The way Brooke Wells and Cole Sager and everyone else eats are all different. Here, we’re talking about what Katrin Davidsdottir likes and the way she’s individualized her own diet, and that is:
- 2,500 to 3,200 calories per day
- 1 gram of protein per pound of bodyweight
- 2 to 3 grams of carbs per pound of bodyweight, depending on total calories
- About 0.5 to 0.6 grams of fat per pound of bodyweight, roughly 25 percent of her calories
- The vast majority of food comes from whole foods. (No food limits are off limits, but refined sugars and refined grains really are minimized.)
- The carbs and fat can be toggled if you’re eating out, or even enjoying a little alcohol.

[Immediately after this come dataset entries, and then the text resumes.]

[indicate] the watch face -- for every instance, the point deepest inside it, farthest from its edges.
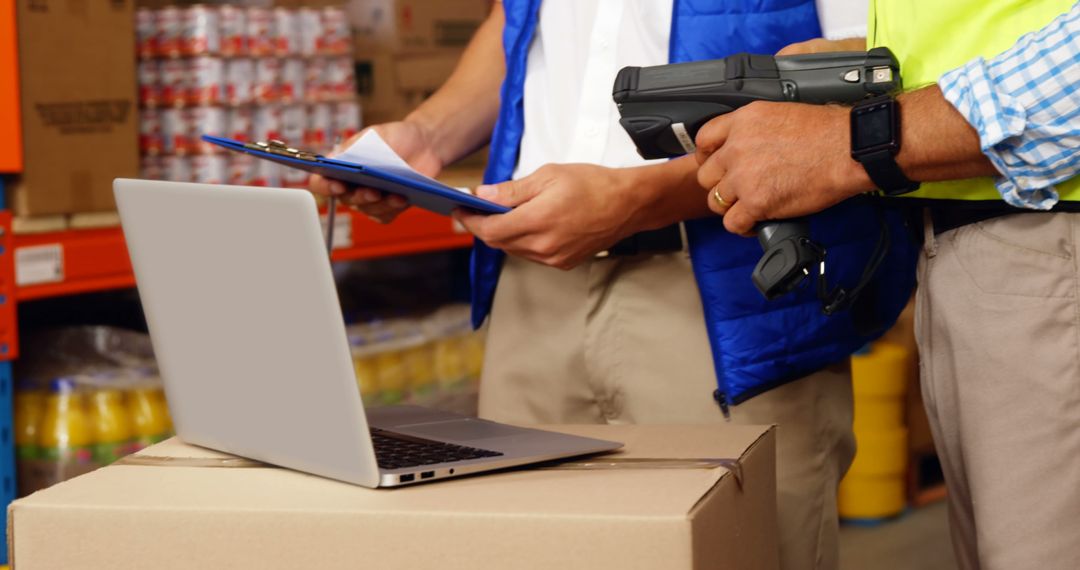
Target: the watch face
(873, 127)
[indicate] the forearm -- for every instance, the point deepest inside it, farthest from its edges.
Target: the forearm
(459, 117)
(936, 144)
(671, 193)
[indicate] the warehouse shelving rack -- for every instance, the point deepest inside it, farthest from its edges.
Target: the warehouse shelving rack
(40, 266)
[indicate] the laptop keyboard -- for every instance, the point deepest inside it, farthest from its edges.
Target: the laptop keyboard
(399, 451)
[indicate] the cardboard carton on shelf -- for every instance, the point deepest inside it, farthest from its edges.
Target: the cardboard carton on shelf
(171, 513)
(404, 26)
(78, 105)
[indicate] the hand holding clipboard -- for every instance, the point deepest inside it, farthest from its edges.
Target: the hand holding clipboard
(370, 163)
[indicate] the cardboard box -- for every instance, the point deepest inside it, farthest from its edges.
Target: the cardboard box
(79, 110)
(402, 26)
(391, 85)
(173, 515)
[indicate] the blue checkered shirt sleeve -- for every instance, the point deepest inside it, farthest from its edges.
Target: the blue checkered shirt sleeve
(1025, 105)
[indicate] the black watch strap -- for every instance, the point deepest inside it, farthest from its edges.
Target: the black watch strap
(886, 174)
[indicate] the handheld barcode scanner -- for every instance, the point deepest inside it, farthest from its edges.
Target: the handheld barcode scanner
(663, 107)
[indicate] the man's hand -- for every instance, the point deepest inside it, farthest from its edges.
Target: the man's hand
(564, 213)
(777, 160)
(412, 143)
(823, 45)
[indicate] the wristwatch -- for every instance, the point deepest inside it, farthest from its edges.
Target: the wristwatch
(875, 141)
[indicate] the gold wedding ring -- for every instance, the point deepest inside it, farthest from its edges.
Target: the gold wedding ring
(719, 200)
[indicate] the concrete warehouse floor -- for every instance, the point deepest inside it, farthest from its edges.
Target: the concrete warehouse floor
(916, 541)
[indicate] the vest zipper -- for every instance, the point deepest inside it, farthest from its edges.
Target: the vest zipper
(721, 398)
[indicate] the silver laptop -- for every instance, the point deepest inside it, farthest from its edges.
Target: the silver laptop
(248, 334)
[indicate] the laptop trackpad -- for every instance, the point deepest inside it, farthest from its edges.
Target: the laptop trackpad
(459, 430)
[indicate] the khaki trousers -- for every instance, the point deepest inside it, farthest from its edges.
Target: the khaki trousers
(998, 327)
(623, 340)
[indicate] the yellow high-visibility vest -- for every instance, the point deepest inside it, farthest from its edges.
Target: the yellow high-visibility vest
(932, 37)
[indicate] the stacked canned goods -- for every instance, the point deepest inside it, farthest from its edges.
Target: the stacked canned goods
(247, 73)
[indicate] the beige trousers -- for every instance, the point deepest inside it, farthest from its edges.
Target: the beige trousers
(998, 327)
(623, 341)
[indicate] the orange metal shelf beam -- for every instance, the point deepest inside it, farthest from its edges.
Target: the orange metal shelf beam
(96, 260)
(11, 134)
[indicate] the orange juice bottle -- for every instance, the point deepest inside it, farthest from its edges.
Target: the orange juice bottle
(159, 396)
(449, 363)
(393, 378)
(110, 425)
(473, 347)
(149, 422)
(419, 363)
(65, 435)
(367, 372)
(29, 407)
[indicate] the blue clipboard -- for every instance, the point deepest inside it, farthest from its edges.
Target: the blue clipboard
(431, 195)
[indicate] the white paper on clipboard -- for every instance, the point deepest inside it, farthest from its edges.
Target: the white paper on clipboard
(372, 150)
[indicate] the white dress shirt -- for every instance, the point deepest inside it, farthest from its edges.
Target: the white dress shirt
(576, 53)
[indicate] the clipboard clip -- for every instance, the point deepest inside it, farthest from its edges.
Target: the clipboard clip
(280, 148)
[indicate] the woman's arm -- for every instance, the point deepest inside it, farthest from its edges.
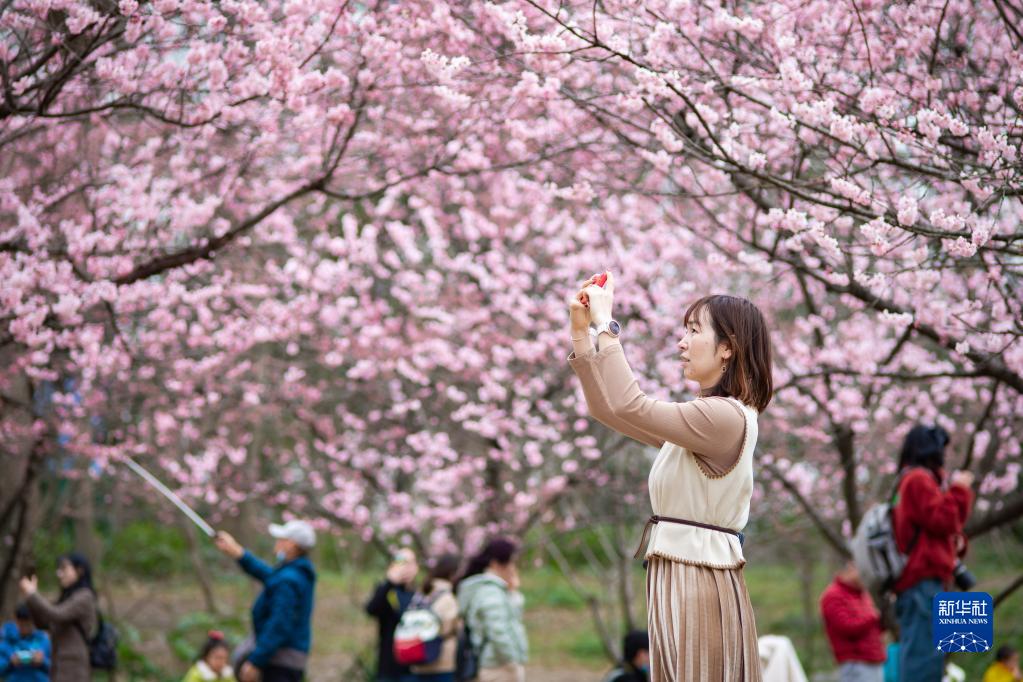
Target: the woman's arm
(581, 361)
(712, 426)
(596, 400)
(77, 607)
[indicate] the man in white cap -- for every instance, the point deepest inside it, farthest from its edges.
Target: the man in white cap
(278, 648)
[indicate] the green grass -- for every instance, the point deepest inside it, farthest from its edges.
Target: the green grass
(165, 620)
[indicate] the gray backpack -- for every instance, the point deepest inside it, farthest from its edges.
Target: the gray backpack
(874, 549)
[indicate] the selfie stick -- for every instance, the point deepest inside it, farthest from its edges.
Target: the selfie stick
(169, 494)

And consistency is the key here. Calories might decrease on rest days, but generally, the rough percentage of protein carbs and fat stays the same, she likes the same meals, and she has a big emphasis on nutritious whole foods. Some athletes will happily eat a pint of ice cream every night to get their calories in, but Katrin Davidsdottir… she likes to eat healthy.